Le mois de Ramadhan a été de tout marqué par des soirées animées par des maîtres de la chanson chaâbi, parmi ceux qui ne cessent d’être à l’écoute des générations entières, on ne peut omettre de citer Dahmane El Harrachi, qui a marqué le chaâbi par sa voix, ces textes mais surtout sa morale.
Bâtie autour du chaâbi, genre populaire de La Casbah d’Alger. La musique de Dahmane EL Harachi a gardé certaines lignes mélodiques pour les notes et une nette propension aux proverbes et aux dictons puisés dans la tradition poétique orale quant aux mots. Le chaâbi tel qu’il a été «institué» par El-Anka regorge d’allégories émises en semi-dialectal et de citations pompées dans le «melhoun», celui de Dahmane use d’un parler simple de tous les jours, compréhensible par l’ensemble de la communauté maghrébine. Ce qui explique, en partie, son large succès.

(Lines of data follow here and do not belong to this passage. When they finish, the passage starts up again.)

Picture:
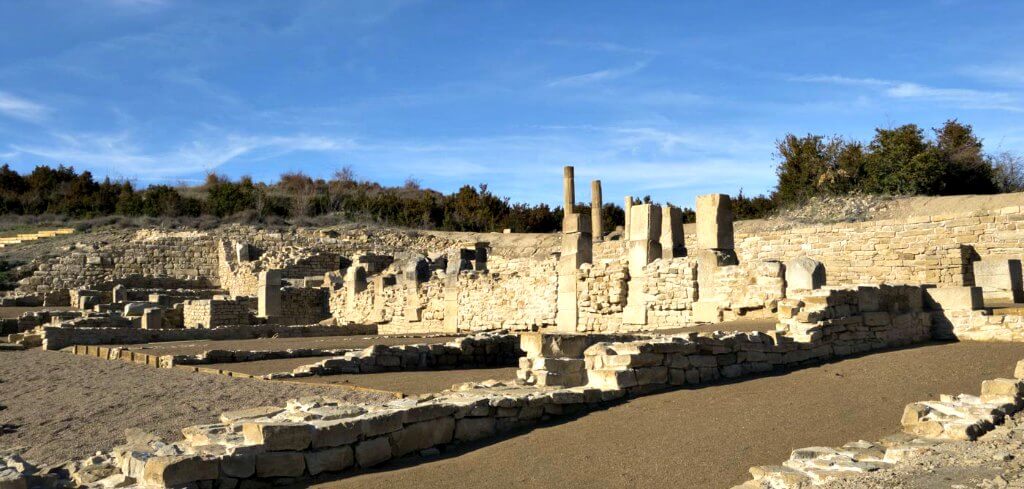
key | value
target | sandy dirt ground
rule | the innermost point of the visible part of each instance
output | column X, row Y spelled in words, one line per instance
column 414, row 383
column 59, row 405
column 193, row 347
column 708, row 437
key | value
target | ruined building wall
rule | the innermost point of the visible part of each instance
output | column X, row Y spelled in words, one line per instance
column 517, row 294
column 918, row 250
column 150, row 258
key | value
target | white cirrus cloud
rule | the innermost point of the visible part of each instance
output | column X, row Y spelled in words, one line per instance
column 23, row 108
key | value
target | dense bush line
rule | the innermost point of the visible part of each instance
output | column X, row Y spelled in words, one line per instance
column 899, row 161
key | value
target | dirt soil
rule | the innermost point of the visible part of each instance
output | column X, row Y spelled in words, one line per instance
column 193, row 347
column 414, row 383
column 708, row 437
column 58, row 405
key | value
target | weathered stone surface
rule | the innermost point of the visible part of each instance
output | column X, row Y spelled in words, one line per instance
column 278, row 436
column 281, row 463
column 373, row 451
column 804, row 274
column 331, row 459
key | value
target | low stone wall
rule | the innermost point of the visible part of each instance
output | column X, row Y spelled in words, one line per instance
column 58, row 338
column 309, row 437
column 483, row 350
column 918, row 250
column 304, row 306
column 981, row 325
column 815, row 327
column 213, row 312
column 926, row 425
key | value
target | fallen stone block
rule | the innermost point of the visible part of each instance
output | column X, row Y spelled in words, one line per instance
column 331, row 459
column 281, row 463
column 178, row 470
column 278, row 436
column 373, row 451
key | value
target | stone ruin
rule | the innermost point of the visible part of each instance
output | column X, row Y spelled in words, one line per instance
column 598, row 315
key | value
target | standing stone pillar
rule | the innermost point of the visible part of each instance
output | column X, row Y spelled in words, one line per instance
column 595, row 211
column 715, row 222
column 268, row 294
column 673, row 242
column 577, row 250
column 119, row 294
column 627, row 206
column 153, row 318
column 568, row 190
column 715, row 250
column 643, row 248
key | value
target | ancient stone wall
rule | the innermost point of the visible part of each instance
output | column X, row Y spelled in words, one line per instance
column 148, row 259
column 303, row 306
column 213, row 312
column 918, row 250
column 814, row 327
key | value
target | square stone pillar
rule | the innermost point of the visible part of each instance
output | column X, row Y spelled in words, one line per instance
column 268, row 294
column 119, row 294
column 595, row 211
column 672, row 240
column 153, row 318
column 627, row 206
column 715, row 222
column 568, row 190
column 577, row 250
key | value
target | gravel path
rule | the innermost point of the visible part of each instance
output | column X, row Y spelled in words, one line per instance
column 59, row 405
column 709, row 437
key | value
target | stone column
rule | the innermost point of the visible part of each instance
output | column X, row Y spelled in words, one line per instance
column 595, row 211
column 268, row 294
column 643, row 248
column 715, row 222
column 577, row 250
column 627, row 206
column 568, row 190
column 153, row 318
column 673, row 241
column 715, row 250
column 119, row 294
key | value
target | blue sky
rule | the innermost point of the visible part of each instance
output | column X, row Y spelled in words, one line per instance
column 670, row 99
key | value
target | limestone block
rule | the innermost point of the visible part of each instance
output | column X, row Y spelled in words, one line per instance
column 573, row 223
column 176, row 471
column 804, row 274
column 645, row 222
column 423, row 435
column 953, row 298
column 672, row 240
column 281, row 463
column 997, row 389
column 241, row 465
column 715, row 222
column 999, row 278
column 373, row 451
column 331, row 459
column 278, row 436
column 707, row 311
column 471, row 429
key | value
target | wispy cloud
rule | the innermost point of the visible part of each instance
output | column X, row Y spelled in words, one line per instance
column 123, row 154
column 604, row 46
column 23, row 108
column 599, row 76
column 964, row 97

Né le 7 juillet 1925 à El Biar, Dahmane El Harrachi, de son vrai nom Amrani, a grandi à EI-Harrach (ex-Maison Carrée), dans la banlieue algérienne. Son père, Cheikh EI-Amrani, était le muezzin de la Grande Mosquée de la capitale algérienne et il a élevé son fils dans le respect des principes musulmans, complétés par ceux dispensés par l’école coranique et l’école primaire qu’il suivra Jusqu’à l’obtention du certificat d’études, diplôme à l’époque comme un excellent sauf-conduit pour le marché de l’emploi. Le jeune homme s’essaiera plutôt à l’exercice de métiers divers dont la cordonnerie et pendant sept ans, le boulot de receveur de tramway sur la ligne EI-Harrach-Bab et Oued. C’est au cours de cette période qu’il entame quelques prometteurs débuts musicaux, intégrant une troupe d’amateurs et donnant des concerts un peu partout en Algérie. En 1949, il se rend en France et s’installe d’abord à Lille, puis à Marseille et enfin à Paris qu’il ne quittera pratiquement plus. C’est dans les cafés, embués par les vapeurs éthyliques de la nostalgie qu’il se produit régulièrement. Dans ces endroits-tremplins, où l’on vient humer l’air du « pays », Dahmane, qui est un impressionnant instrumentiste (il était un virtuose du banjo), chante de sa voix rocailleuse, modulée par l’alcool et le tabac, les classiques du chaâbi et surprend par son interprétation hors des sentiers battus.
Élégant, bonne gueule d’atmosphère et buveur, le bluesman des faubourgs séduit, bouleverse et remue les consciences. Surnommé « Aznavour » dans le milieu artistique alors qu’il est à comparer aux chantres du bleu à l’âme du delta du Mississipi. Dahmane s’imposera définitivement par ses propres compositions hantées par la silhouette d’Alger la Blanche, les visions de femmes possédant la grâce d’une perdrix et la finesse d’une colombe ou l’effroi suscité par «la plus haute de solitudes», du au déracinement.
A travers ses chansons composées dans les années 50. Dahmane El Harrachi incarnait la modernité au sens baudelairien du terme, c’est-à-dire non pas «le triomphe du nouveau, la glorification du progrès ou la suprématie des avant-gardes » mais le besoin de retrouver «la morale et l’esthétique du temps. » Le parcours artistique d’EI-Harrachi porte la marque de son vécu et traduit toutes les déclinaisons de l’Immigritude. Observateur attentif et vigilant du milieu de ces travailleurs appelés à «construire des maisons qu’ils n’habiteront jamais» ou des autoroutes qu’ils n’emprunteront pas. Dahmane (diminutif d’Abderrahmane) a toujours évité de tomber dans le misérabilisme alors ambiant. Ce que contredisait un peu sa vie dissolue, mais il disait des choses à la fois vraies et belles car c’était un pessimiste gai. Découvert sur le tard par la nouvelle génération. EI-Harrachi a eu droit à sa première scène digne lors du Festival de la musique maghrébine qu’il s’est tenu à la fin des années 70 à la Villette. En Algérie, terre qu’il n’a jamais cessé d’évoquer à sa façon joliment imagée, il fera deux apparitions avant de connaître une fin tragique, le 31 août 1980. Dans un accident de voiture sur la corniche algéroise qu’il sublimait par-dessus tout.
De Dahmane il nous reste un vaste répertoire et un documentaire réalisé par Hadi Rahim pour la Télévision algérienne intitulé : « Saha Dahmane » relevant toute la truculence du personnage. Récemment, Rachid Taha lui a rendu hommage en reprenant un de ses titres majeurs: Ya Rayah « Candidat à l’exil. Tu auras beau voyager où tu veux un jour tu reviendras. » En un chant sobre comme de coutume, Dahmane a su résumer le cours d’une destinée. La sienne.